Modifiable lifestyle factors may influence MM survival: study

Blood cancers

By Siobhan Calafiore

13 Sep 2023

Switching to a higher-quality diet and quitting smoking may improve survival for patients diagnosed with multiple myeloma, an Australian study suggests.

Melbourne epidemiologists surveyed 760 patients newly diagnosed with multiple myeloma (MM) between 2010 and 2016, who had been recruited to the study via cancer registries in NSW and Victoria, about modifiable health and lifestyle factors.

Participants (median age 64, 58% male) had histologically confirmed multiple myeloma or plasmacytoma and were aged 20-74 at diagnosis.

The researchers assessed diet using the Alternative Healthy Eating Index (AHEI), which assigns higher scores to fruit, vegetable, nuts, polyunsaturated fatty acid and long-chain omega-3 and lower scores to sugar, sodium and processed meats.

During follow-up, 261 cases died of any cause and 153 from MM-related causes.

Findings published in Expert Review of Hematology [link here] showed that higher pre-diagnosis AHEI scores were associated with reduced MM-specific fatality, with an estimated 16% reduced risk of death due to MM per 10-unit score (HR 0.84).

Former and current smokers had a 31-64% increased risk of MM-specific fatality compared with never-smokers, while ever-smokers had a 37% increased risk.

Smoking was also associated with increased all-cause fatality compared with non-smoking (ever smoking 41%; former smoking 44%; current smoking 30%).

However, there was no association between pack-year smoking history and MM-specific or all-cause fatality, noted the researchers, led by the Cancer Epidemiology Division of Cancer Council Victoria and the University of Melbourne.

Interestingly, there was an inverse association between pre-diagnosis alcohol consumption and MM-specific fatality compared with non-drinkers (0.1-20g of ethanol per day, HR=0.59; >20g per day, HR=0.67), although the researchers noted they were unable to separate recent former drinkers from long-term abstainers.

They said it was possible some lifelong drinkers who stopped consuming alcohol as a consequence of preclinical disease were included in the non-drinking group.

As for BMI, a higher score at enrollment was associated with reduced risk of MM-specific fatality, but this inverse association was not apparent for pre-enrollment when the researchers accounted for weight change in the preceding five years.

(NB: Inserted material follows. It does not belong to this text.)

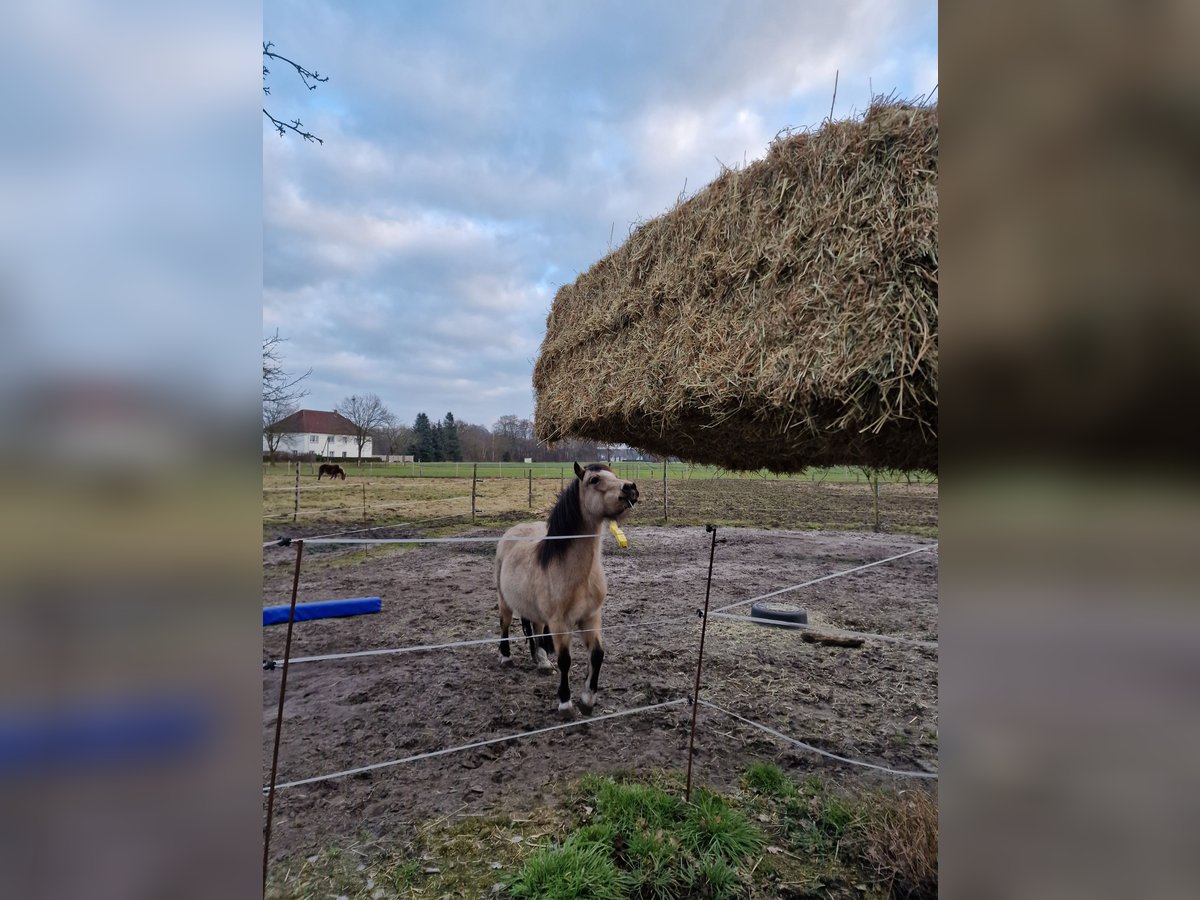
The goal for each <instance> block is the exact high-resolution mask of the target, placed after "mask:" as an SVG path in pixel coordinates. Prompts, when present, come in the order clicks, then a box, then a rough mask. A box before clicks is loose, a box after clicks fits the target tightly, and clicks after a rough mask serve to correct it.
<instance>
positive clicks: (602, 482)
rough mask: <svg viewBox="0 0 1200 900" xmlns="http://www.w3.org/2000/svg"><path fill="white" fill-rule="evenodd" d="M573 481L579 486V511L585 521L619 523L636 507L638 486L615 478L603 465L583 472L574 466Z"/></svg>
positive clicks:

They said this finding might be explained by disease-related weight loss, which was often an indicator of more aggressive disease onset and poor prognosis.

“In our study of a large cohort of predominantly registry-recruited cases diagnosed with multiple myeloma in Australia, we found an inverse association with MM-specific fatality for healthier diets prior to diagnosis as measured by the AHEI score, and for pre-diagnostic alcohol consumption,” the authors said.

“As multiple myeloma survival extends and prevalence grows, the importance of lifestyle changes may increase as a way for MM patients to take an active role in care in partnership with clinicians. Healthy lifestyle changes could potentially introduce additional benefits to quality of life.”

The authors noted that the younger age and relatively less severe disease of the cohort might have impeded the ability to detect some associations between exposures and all-cause fatality and also impacted generalisability of the findings.